According to Deadline, Stockwell was also known for his eclectic and his rebellious nature, which extended to his fervor for performing. In fact, The New York Times reported that Stockwell’s relationship with Hollywood was so rocky he quit the business three times. Stockwell threw in the towel the first time in his teens, then again in his 30s to enjoy the freewheeling bohemia of the American 1960s. He walked away from entertainment for the last time in the ’80s, to pursue real estate, before finally striking career gold with “Quantum Leap” from 1989 to 1993.
Speaking with Craig Edwards for and interview with Psychotronic Video in 1995, Stockwell summed up his career at the time: “It’s been a long hard road.
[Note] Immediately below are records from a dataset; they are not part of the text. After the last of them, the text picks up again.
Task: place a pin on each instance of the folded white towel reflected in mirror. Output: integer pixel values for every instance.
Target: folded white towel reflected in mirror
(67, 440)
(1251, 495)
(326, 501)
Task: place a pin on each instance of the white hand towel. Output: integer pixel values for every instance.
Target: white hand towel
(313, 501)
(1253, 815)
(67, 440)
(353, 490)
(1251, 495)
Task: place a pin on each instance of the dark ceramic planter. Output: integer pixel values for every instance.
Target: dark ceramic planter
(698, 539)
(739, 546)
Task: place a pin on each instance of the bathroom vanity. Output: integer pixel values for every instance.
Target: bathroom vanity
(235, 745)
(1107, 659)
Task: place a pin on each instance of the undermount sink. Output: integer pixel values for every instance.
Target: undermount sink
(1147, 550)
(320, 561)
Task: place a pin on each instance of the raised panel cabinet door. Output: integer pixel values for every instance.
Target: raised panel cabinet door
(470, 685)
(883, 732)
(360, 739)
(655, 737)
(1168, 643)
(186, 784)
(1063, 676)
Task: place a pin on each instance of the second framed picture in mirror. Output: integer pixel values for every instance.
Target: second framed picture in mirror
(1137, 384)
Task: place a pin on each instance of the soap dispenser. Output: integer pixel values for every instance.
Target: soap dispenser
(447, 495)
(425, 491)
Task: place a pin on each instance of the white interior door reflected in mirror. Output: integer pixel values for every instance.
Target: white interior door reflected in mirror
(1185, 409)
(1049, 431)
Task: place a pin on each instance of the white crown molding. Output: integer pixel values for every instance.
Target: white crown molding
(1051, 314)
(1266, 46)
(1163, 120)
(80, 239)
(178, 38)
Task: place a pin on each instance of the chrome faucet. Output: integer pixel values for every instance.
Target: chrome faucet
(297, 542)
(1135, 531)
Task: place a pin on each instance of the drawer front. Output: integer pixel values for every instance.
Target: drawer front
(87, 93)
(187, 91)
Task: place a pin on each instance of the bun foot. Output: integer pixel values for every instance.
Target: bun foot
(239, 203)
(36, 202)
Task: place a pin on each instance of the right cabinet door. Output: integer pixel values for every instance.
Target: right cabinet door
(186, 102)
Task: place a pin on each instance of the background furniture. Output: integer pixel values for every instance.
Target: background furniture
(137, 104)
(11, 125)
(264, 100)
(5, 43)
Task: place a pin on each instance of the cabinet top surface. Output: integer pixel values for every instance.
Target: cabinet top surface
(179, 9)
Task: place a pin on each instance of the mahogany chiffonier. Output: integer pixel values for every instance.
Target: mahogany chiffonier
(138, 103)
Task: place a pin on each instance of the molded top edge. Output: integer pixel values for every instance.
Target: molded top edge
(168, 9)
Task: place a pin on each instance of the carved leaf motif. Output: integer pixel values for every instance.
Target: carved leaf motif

Some parts of it were pretty bumpy, but the last few years have been pretty smooth. And I can’t wait to see where the road leads from here.”
That road eventually led the multi-faceted creative to spend some of his late-life showcasing his own mixed media artwork in a series of exhibits presented under his full name, Robert Dean Stockwell. Of his collage work, Stockwell told LiveTaos in 2014 that his goal was to “[create] a new world” with each piece, and that viewing his work was the only way to truly “understand that.”
With Stockwell’s passing, the world of stage and screen has lost a true, if often under-appreciated, Hollywood original.